Cuando salió de la casa vio a Gretel hablando con el teniente Kotler y, sin mucho entusiasmo, decidió que él era la persona idónea. Kotler era el joven oficial al cual Bruno había visto el día de su llegada a Auschwitz, el que había aparecido en el piso de arriba de su casa y que lo había mirado un momento antes de saludarlo con la cabeza y seguir su camino. Bruno lo había visto varias veces desde entonces —entraba y salía de la casa como si fuera de la familia, y además no tenía prohibido entrar en el despacho de Padre—, pero no habían hablado mucho. Bruno no habría sabido explicar por qué, pero el teniente Kotler no le caía bien. Alrededor de aquel teniente había una atmósfera fría que hacía que Bruno quisiera ponerse un jersey. Sin embargo, no había nadie más a quien pedírselo, así que se armó de valor y se acercó a saludarlo.

La mayoría de los días, el joven oficial presentaba un aspecto muy elegante, se paseaba con aire resuelto y daba la impresión de que le hubieran planchado el uniforme una vez puesto. Siempre lucía las botas negras perfectamente embetunadas, y el rubio cabello con raya a un lado y perfectamente peinado con algo que conservaba las marcas del peine, como un campo recién labrado. Además, se ponía tanta colonia que sabías cuándo iba a aparecer porque lo olías de lejos. Bruno había aprendido a no quedarse donde el viento le trajera su perfume, por temor a desmayarse.

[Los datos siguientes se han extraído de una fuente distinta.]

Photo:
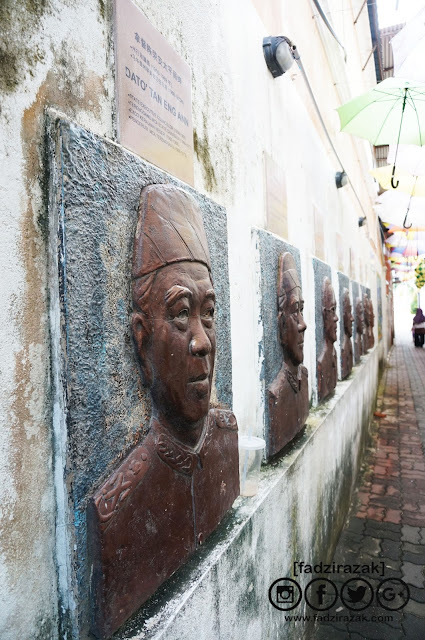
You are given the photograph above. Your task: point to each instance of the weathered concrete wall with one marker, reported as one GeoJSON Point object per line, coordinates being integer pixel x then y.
{"type": "Point", "coordinates": [58, 53]}
{"type": "Point", "coordinates": [296, 516]}
{"type": "Point", "coordinates": [51, 53]}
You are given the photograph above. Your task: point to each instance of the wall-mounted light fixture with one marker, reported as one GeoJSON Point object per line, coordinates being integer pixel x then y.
{"type": "Point", "coordinates": [279, 53]}
{"type": "Point", "coordinates": [341, 179]}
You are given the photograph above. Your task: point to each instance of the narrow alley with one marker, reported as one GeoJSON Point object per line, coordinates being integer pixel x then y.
{"type": "Point", "coordinates": [387, 518]}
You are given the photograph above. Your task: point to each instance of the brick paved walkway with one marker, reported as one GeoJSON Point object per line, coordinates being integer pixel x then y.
{"type": "Point", "coordinates": [387, 518]}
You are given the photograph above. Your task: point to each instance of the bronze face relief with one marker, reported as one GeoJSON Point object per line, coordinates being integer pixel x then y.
{"type": "Point", "coordinates": [371, 325]}
{"type": "Point", "coordinates": [288, 401]}
{"type": "Point", "coordinates": [347, 347]}
{"type": "Point", "coordinates": [366, 329]}
{"type": "Point", "coordinates": [326, 363]}
{"type": "Point", "coordinates": [171, 491]}
{"type": "Point", "coordinates": [358, 343]}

Pero aquel día, como era sábado por la mañana y hacía tanto sol, el teniente Kotler no iba tan arreglado. Llevaba camiseta blanca y unos pantalones normales, y un rebelde mechón de cabello le tapaba la frente. Tenía los brazos asombrosamente bronceados y unos músculos que Bruno ya hubiera querido para sí. Ese día parecía tan joven que el niño se sorprendió; de hecho, le recordó a los chicos mayores de la escuela, aquellos a los que no era conveniente acercarse. Kotler estaba absorto en una conversación con Gretel y lo que decía debía de ser tremendamente gracioso, puesto que ella reía a carcajadas y se enroscaba el cabello con los dedos formando tirabuzones.

—Hola —dijo Bruno al acercarse a ellos.

Gretel lo miró con cara de fastidio.

—¿Qué quieres? —le preguntó.

—No quiero nada —le espetó Bruno mirándola con desdén—. Sólo he venido para saludar.

—Tendrá que perdonar a mi hermano pequeño, Kurt —le dijo Gretel al teniente—. Es que sólo tiene nueve años.

—Buenos días, jovencito —dijo Kotler, y entonces estiró un brazo y, para gran espanto de Bruno, le alborotó el cabello; al niño le dieron ganas de derribarlo de un empujón y saltarle sobre la cabeza—. ¿Y qué te trae por aquí tan temprano un sábado por la mañana?

—No es tan temprano —dijo Bruno—. Son casi las diez en punto.

El oficial se encogió de hombros.

—Cuando yo tenía tu edad, mi madre no podía levantarme de la cama hasta la hora de comer. Me decía que si me pasaba la vida durmiendo no crecería y me quedaría enclenque.

—Ah, pues en eso andaba muy equivocada, ¿verdad? —dijo Gretel con una sonrisa tonta.

Bruno la miró con desagrado. Su hermana hablaba con una vocecilla cursi, como si tuviera la cabeza llena de serrín. Estaba deseando alejarse de ellos, y no le interesaba saber de qué estaban hablando, pero sus intereses lo obligaban a pedir al teniente Kotler lo inconcebible: un favor.

—¿Puedo pedirle un favor? —preguntó.

—Adelante —dijo Kotler, y Gretel rió otra vez, aunque no había nada de qué reír.

—¿Sabe si hay algún neumático de recambio por aquí? De alguno de los
jeeps
, quizá. O de algún camión. Uno que ya no utilicen.